Este deterioro de las condiciones laborales incluye también a buena parte de quienes trabajan (o trabajamos) en régimen de teletrabajo. Una vez más, y van ya unas cuantas, aquí hemos visto cómo la visión idealizada previa a la pandemia que muchos tenían del teletrabajo ha chocado con la realidad. Una visión, como explicaré de aquí un momento, que no era una elaboración enteramente propia, sino que había sido cultivada por los medios de comunicación, hasta el punto que parecía, si se me permite la broma, que con el trabajo se conseguiría un equilibrio social no muy diferente a aquella descripción de la sociedad comunista que hacía Karl Marx en La ideología alemana en la cual todo el mundo podría “cazar por la mañana, pescar al mediodía, criar ganado por la tarde y ejercer la crítica después de cenar”. Meses después muchos han comprobado en carne propia que el trabajo no les permite disponer del tiempo libre que les habían prometido para leer más, cultivar viejas y nuevas aficiones o incluso pasar más tiempo con la familia estando en su propia casa, y no digamos ya “cazar por la mañana, pescar al mediodía, criar ganado por la tarde y ejercer la crítica después de cenar.”

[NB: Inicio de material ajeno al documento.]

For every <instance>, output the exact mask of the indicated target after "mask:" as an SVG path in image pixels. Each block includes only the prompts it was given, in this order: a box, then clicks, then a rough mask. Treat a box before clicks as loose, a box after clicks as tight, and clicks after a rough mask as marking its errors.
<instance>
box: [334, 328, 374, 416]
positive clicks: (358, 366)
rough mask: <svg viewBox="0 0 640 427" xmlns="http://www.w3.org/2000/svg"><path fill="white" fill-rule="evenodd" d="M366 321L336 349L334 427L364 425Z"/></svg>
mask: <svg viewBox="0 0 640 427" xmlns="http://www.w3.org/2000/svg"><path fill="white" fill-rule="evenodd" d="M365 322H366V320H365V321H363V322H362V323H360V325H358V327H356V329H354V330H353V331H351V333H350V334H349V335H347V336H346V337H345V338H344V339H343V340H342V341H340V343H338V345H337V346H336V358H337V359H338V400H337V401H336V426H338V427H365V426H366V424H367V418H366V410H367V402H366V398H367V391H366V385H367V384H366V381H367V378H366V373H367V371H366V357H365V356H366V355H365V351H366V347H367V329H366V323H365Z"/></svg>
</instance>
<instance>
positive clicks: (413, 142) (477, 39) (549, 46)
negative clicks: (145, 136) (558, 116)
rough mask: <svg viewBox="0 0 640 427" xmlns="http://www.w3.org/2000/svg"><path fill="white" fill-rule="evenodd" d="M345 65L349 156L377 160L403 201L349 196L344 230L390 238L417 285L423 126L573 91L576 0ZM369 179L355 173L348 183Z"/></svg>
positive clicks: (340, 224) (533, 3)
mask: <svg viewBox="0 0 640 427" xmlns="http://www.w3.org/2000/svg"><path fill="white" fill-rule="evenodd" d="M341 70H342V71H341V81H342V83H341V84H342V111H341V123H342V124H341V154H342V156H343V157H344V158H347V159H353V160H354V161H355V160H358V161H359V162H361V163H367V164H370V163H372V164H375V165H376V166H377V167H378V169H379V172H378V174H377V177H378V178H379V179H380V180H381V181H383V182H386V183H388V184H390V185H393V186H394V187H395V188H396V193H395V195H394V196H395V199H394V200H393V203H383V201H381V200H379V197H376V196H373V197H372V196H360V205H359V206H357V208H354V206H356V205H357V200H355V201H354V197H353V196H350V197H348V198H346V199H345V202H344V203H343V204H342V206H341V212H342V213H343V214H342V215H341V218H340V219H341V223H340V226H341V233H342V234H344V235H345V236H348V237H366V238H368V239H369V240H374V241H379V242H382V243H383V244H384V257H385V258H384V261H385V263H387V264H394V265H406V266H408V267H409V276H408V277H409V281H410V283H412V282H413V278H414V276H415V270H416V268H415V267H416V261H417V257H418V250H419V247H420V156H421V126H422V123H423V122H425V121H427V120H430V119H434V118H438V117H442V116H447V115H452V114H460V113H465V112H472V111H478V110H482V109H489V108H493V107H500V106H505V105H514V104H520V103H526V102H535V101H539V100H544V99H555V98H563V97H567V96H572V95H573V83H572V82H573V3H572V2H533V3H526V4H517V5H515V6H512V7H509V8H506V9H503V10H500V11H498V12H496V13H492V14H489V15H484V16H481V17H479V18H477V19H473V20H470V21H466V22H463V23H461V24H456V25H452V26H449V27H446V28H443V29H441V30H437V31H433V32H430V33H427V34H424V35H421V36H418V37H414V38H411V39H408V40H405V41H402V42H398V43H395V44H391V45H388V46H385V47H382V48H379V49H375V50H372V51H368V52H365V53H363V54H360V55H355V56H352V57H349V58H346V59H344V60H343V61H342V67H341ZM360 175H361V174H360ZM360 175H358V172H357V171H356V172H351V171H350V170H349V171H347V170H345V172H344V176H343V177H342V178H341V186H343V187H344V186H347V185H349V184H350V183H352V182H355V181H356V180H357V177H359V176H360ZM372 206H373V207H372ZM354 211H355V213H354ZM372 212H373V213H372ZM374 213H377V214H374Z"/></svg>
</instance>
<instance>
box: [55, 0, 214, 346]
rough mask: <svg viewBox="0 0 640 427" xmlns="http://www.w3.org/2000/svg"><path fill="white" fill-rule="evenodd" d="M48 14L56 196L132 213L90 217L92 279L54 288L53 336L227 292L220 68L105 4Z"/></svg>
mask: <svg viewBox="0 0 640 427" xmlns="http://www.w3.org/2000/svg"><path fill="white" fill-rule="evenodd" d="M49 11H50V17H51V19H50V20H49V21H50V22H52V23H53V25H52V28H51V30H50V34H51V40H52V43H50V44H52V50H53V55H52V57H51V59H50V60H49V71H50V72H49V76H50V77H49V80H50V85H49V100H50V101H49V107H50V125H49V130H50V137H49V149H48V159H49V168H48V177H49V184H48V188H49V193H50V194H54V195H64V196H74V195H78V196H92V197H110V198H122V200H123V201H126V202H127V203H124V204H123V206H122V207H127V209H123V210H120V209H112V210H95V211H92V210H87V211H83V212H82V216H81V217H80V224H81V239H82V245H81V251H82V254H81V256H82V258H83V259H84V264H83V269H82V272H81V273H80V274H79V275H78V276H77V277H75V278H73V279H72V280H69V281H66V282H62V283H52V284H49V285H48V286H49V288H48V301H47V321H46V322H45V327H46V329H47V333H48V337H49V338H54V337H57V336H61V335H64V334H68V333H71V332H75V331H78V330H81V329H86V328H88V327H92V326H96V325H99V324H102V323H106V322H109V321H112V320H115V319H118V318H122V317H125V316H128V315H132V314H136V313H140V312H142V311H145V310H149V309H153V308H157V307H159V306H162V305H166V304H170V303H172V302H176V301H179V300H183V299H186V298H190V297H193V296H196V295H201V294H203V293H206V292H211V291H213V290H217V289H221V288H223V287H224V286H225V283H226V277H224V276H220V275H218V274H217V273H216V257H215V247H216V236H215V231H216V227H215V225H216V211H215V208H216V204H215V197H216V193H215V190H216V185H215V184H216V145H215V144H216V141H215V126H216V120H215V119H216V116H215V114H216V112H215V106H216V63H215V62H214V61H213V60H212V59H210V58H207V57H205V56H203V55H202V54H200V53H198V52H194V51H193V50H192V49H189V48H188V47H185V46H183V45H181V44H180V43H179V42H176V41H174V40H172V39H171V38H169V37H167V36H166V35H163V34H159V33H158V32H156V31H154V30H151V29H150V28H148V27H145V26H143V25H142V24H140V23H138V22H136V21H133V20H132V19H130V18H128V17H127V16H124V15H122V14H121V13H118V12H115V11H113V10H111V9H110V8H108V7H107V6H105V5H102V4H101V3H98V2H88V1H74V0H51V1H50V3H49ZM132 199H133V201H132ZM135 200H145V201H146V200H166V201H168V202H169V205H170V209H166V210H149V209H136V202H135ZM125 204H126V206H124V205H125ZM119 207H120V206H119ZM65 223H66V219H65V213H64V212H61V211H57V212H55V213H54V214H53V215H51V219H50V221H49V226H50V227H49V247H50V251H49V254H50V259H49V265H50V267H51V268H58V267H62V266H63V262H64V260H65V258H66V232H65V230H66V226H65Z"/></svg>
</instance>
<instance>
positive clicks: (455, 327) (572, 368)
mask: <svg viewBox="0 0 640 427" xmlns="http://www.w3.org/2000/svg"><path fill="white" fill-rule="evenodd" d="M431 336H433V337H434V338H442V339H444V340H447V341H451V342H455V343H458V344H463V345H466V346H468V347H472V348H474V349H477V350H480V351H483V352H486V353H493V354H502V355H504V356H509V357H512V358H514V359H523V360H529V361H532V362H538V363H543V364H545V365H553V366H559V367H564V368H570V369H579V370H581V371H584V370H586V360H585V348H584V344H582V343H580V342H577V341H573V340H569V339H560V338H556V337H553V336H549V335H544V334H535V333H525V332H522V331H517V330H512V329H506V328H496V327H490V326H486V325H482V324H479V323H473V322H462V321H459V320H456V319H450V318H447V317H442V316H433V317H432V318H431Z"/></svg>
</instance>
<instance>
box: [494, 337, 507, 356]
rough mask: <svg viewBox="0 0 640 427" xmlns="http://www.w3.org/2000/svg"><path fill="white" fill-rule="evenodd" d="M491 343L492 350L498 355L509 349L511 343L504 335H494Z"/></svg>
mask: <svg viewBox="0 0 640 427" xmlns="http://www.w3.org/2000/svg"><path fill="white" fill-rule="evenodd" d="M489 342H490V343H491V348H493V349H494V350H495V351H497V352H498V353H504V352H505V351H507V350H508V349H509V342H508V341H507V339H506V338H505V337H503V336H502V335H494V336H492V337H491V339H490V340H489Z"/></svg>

Por comenzar por lo más obvio: no todo el mundo puede teletrabajar. Susan Hayter, asesora de la Organización Internacional del Trabajo (OIT), constató meses atrás cómo los trabajadores “con salarios más elevados tienen más posibilidades de escoger trabajar remotante, mientras que aquellos con salarios más bajo no tienen ninguna posibilidad”. Sólo en Francia se ha calculado que pueden recurrir a esta modalidad de trabajo un 60% de los trabajadores especializados, pero sólo un 1% de los trabajadores sin especialización o que llevan a cabo trabajos manuales. Como consecuencia, hemos visto cómo se han originado focos de contagio, por ejemplo, en muchas empresas de procesamiento de alimentos. La situación de los mataderos industriales alemanes ha sido motivo de críticas en los medios de comunicación. En estos mataderos trabajan muchos inmigrantes de Europa oriental –sobre todo de Rumanía y Bulgaria– en condiciones que no permiten el distanciamiento físico. Además, sus salarios son tan bajos que se ven obligados a vivir en pisos compartidos entre muchos donde este distanciamiento físico es prácticamente imposible después del trabajo.

Pero entre los trabajadores de cuello blanco también encontramos que el teletrabajo está muy lejos de ser la solución óptima que nos han presentado los utopistas tecnológicos estos últimos meses y durante estos últimos años. Las ventajas, reales o supuestas, del teletrabajo, acostumbran a presentarse más o menos como sigue: el teletrabajo permite conciliar el empleo con el trabajo doméstico y la vida familiar, evitar el contacto con colegas desagradables, etcétera. Desde los medios de comunicación el teletrabajo se ha promocionado dentro del marco de lo que John Hartley llamó “ideología de lo doméstico”, una ideología de posguerra que tenía como finalidad convertir el hogar “en alguna cosa más que una vivienda, más que un refugio”, para transformarla en “un estilo de vida en sí mismo y las actividades que debía sostener”. En estos mismos artículos, los inconvenientes se reducen más o menos a esta enumeración: la capacidad de los propios trabajadores para organizar su horario laboral, para mantener una disciplina y para evitar la tentación de procrastinar. Como habréis observado, los inconvenientes se cargan sobre las espaldas de los trabajadores, y solamente sobre las espaldas de los trabajadores.